Richard then goes on to describe a number of artists he would like to see paired with Disney in a retrospective: Murakami, Koons, Crumb&mdahs;you know 'em, the usual (unusual?) suspects. My first thought was of an exhibition with an ear closer to the ground: I'd pair Disney's pink elephants and broom slaves with Ken Kagami, Michael Veliquette, and David Godbold. (All being artists I saw at Art Basel Miami Beach a couple years ago.)
But it occurs to me that rehabilitating Disney isn't about the imagery, it's about the identity. Richard is talking past his argument when he says that Disney's work sometimes falls flat, as that isn't one of the arguments against Disney. Those he doesn't confront, and they are: Orlando, family programming, Pixar, the commodification of Disney's work, the commodification of childhood, the ubiquity of Disney, the peerless promotion of the copyright regime by the Disney family, and so on. I rather appreciate that Richard doesn't bring up these points because I would like to believe that Richard is operating as Johanna Drucker argues in Sweet Dreams: Contemporary Art and Complicity that the art world has moved beyond a framework of oppositional politics that decides what is or isn't art.

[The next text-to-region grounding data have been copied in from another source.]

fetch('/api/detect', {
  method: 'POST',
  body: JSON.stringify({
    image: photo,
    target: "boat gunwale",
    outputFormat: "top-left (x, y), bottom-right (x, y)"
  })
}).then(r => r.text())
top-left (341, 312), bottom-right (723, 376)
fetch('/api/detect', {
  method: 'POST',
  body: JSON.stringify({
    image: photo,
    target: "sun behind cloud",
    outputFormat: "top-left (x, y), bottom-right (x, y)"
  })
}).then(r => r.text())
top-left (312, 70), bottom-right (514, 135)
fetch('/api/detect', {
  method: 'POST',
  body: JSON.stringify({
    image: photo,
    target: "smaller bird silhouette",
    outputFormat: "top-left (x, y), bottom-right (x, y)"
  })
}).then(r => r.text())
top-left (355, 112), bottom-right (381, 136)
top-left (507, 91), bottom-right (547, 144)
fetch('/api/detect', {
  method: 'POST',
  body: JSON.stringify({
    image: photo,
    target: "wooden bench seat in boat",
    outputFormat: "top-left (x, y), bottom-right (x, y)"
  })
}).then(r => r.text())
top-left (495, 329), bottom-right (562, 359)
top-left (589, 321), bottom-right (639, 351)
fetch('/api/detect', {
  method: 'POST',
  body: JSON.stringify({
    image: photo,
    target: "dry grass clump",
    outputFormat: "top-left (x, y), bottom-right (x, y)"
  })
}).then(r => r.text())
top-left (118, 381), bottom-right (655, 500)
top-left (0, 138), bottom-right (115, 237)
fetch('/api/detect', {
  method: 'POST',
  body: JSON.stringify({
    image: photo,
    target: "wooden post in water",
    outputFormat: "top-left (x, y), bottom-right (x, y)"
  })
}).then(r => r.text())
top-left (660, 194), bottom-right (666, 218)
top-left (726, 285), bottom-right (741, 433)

Then it's not a clever counterintuitive article, but a proposition worth evaluating.
And if that is the case my answer on Disney would ultimately be "no." Political context and other sorts of considerations that make the canon what it is may not any longer actually be useful to determine what is fine art. They still matter in deciding what goes in museums, though. To admit Disney would be to open up a massive new genealogy in visual art that includes all the things that are visual but aren't called art. So it wouldn't be Disney and Murakami or Disney and younger fine artists but Disney and the makers of Final Fantasy or Disney and the Coca Cola designers. That might all be defensible, but it would get very confusing very quickly.
Just because something is important does not make it visual art and at the end of the day, just because something is visual art does not mean that it is represents the most important visual thing. Rather this notion of visual art you find at museums offers a streamlined conversation within visual culture, one that (one hopes) influences and is influenced by other conversations in the broader culture. But museums cannot hope to archive all those other conversations, too.
A thoughtful piece by Richard and sadly, possibly his last for the Post; I understand that he will not be writing for them in the future.